Paweł Fajdek o swoim występie na igrzyskach olimpijskich: Ten medal zmienia wszystko

Inne
Paweł Fajdek o swoim występie na igrzyskach olimpijskich: Ten medal zmienia wszystko
fot. PAP
Paweł Fajdek skomentował swój występ na igrzyskach olimpijskich

Młociarz Paweł Fajdek zaznaczył, że jego brązowy medal igrzysk w Tokio wszystko zmienia. - Daje olimpijski spokój, którego nigdy u mnie nie było - podkreślił czterokrotny mistrz świata, który wcześniej dwa razy odpadł w kwalifikacjach zmagań tej rangi.

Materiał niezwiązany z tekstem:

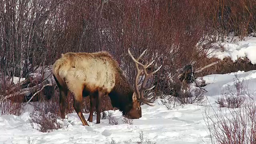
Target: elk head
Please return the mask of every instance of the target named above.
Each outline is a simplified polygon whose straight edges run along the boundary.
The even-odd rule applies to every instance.
[[[135,68],[137,71],[137,74],[135,77],[135,91],[132,95],[132,108],[129,112],[127,113],[127,114],[126,116],[126,117],[132,119],[137,119],[141,117],[141,108],[140,107],[140,104],[142,102],[143,102],[145,104],[150,106],[154,106],[154,102],[151,102],[148,99],[146,99],[144,98],[144,92],[145,90],[149,90],[152,89],[155,87],[155,86],[153,86],[152,87],[149,88],[145,88],[146,84],[148,78],[151,76],[153,76],[156,72],[158,71],[162,66],[161,65],[157,69],[154,71],[150,73],[148,73],[146,70],[146,68],[150,66],[154,62],[154,60],[153,60],[150,63],[147,63],[145,64],[142,64],[141,63],[139,62],[139,60],[141,58],[141,57],[145,54],[147,50],[144,50],[144,51],[140,55],[140,56],[137,59],[135,59],[131,54],[131,52],[130,51],[130,48],[128,49],[128,53],[130,57],[132,59],[132,60],[134,62],[135,65]],[[140,66],[142,67],[142,69],[139,68],[139,65]],[[144,72],[144,75],[145,75],[145,78],[142,83],[140,85],[138,85],[138,81],[139,77],[142,72]],[[140,90],[139,90],[138,87],[139,86],[141,86]]]

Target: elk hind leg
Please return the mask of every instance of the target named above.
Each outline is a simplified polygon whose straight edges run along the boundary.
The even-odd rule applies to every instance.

W kwalifikacjach do olimpijskiego konkursu w stolicy Japonii bardzo się męczył. W środowym finale - jak wyznał - również coś przygniatało go do ziemi, ale udało mu się oddać jeden dobry rzut. W piątej, przedostatniej próbie zaliczył 81,53 m, co dało mu brąz.

 

ZOBACZ TAKŻE: Patryk Dobek brązowym medalistą!

 

- To zmienia wszystko. Daje ten olimpijski spokój, którego nigdy u mnie nie było. Wątpię, żebym jeszcze kiedykolwiek nie przeszedł eliminacji. Chyba że będę za stary. Po tym, co przeżyłem w tym roku - ilość stresu, liczba nieprzespanych nocy... Niesamowicie ciężko jest znosić to w pojedynkę. Jestem takim człowiekiem, który nie dzieli się tym. Zrobiłem to może ze trzy razy w sezonie - podzieliłem się tym z trenerem, fizjoterapeutą i rodziną. Naprawdę musiałem się wyrzygać z tych emocji. Starałem się brać to wszystko na swoje barki i jechać z tym - relacjonował.

 

Zapewnił, że jest zadowolony z tego, że wywalczył najniższe miejsce na olimpijskim podium.

 

- Za 30-40 lat to nie będzie miało znaczenia, jaki to medal. Emerytura jest taka sama, stabilność jest taka sama. Ale nie kończymy. Przed nami kolejne sezony. Na pewno będzie mi o wiele łatwiej trenować, mając z tyłu głowy ten medal i tą pewność siebie. Jeśli ktoś twierdzi, że nie mam psychiki, że spalam się, to wydaje mi się, że dzisiejsze zawody i piąty rzut w konkursie pokazały, że nie macie racji. Trzeba zamknąć mordę, skupić się na sobie i jechać dalej - stwierdził 32-letni lekkoatleta.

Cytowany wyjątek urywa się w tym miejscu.